FARMER CURTIS C 4
Research Summary
AI-generated summary
COMERICA (CMA) CEO Curtis Farmer Disposes Shares in Fifth Third Merger
What Happened
Curtis C. Farmer, Chairman, President & CEO of Comerica Inc. (CMA), reported dispositions on February 1, 2026 related to the company’s merger with Fifth Third Bancorp. The Form 4 lists a disposal of 487,088 Comerica common shares plus nine derivative/award-related dispositions (29,660; 24,400; 16,865; 20,410; 25,030; 6,700; 6,605; 4,935; 4,272), totaling 625,965 Comerica shares. The filing shows $0 cash proceeds because these were conversions/dispositions in connection with the merger — each Comerica share converted into 1.8663 shares of Fifth Third common stock. Using Fifth Third’s last-trade price of $50.22 before the Effective Time, the converted position equals roughly 1,168,238 Fifth Third shares (approx. $58.7 million).
Key Details
- Transaction date: February 1, 2026 (Effective Time of merger).

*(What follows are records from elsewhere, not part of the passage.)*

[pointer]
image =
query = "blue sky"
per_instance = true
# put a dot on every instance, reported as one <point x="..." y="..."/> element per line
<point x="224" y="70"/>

- Reported proceeds on Form 4: $0 (dispositions were part of the merger conversion, not open-market sales).
- Conversion ratio: 1.8663 Fifth Third shares per Comerica share (per merger agreement).

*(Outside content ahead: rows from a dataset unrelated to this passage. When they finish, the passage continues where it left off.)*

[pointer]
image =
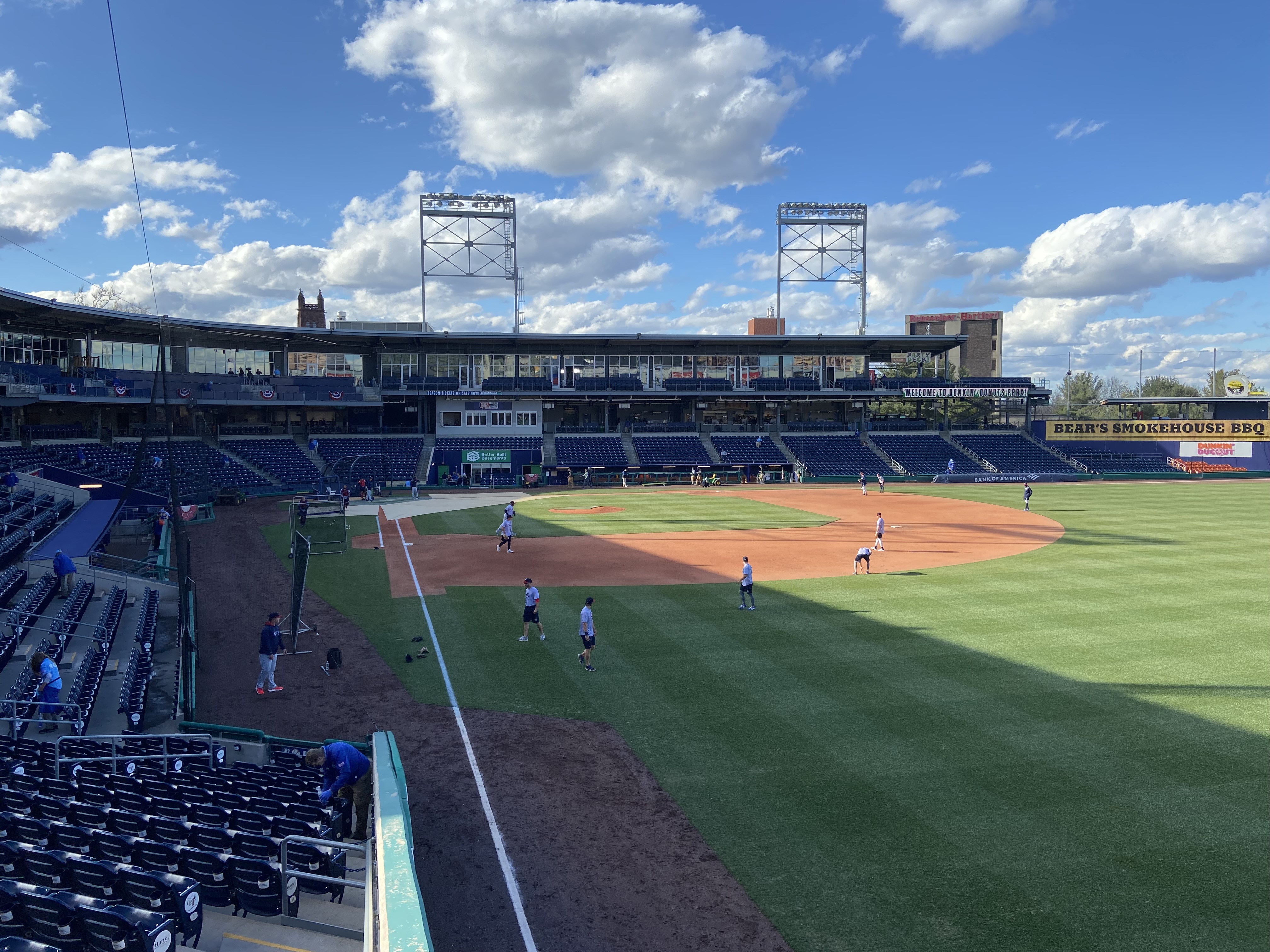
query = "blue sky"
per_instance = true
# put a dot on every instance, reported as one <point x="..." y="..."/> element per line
<point x="1096" y="171"/>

- Approximate post-conversion Fifth Third shares: ~1,168,238; implied value using $50.22 close: ~ $58.7M.
- Shares owned after transaction: Reporting person no longer beneficially owns any Comerica common stock (Footnote F3).
- Other notes: Equity awards and unexercised options were converted to Fifth Third awards or options per the merger agreement (F2, F4). Transactions exempt from Section 16(b) pursuant to Rule 16b‑3(e).
- Filing timeliness: Form 4 filed Feb 3, 2026 for a Feb 1 transaction (no late filing flag).
Context
These were dispositions tied to the corporate merger and share-conversion process — not open-market sales for cash. Derivative/award entries reflect conversion of existing equity awards and options into Fifth Third-equivalent awards or stock under the merger terms, rather than exercises or gifts.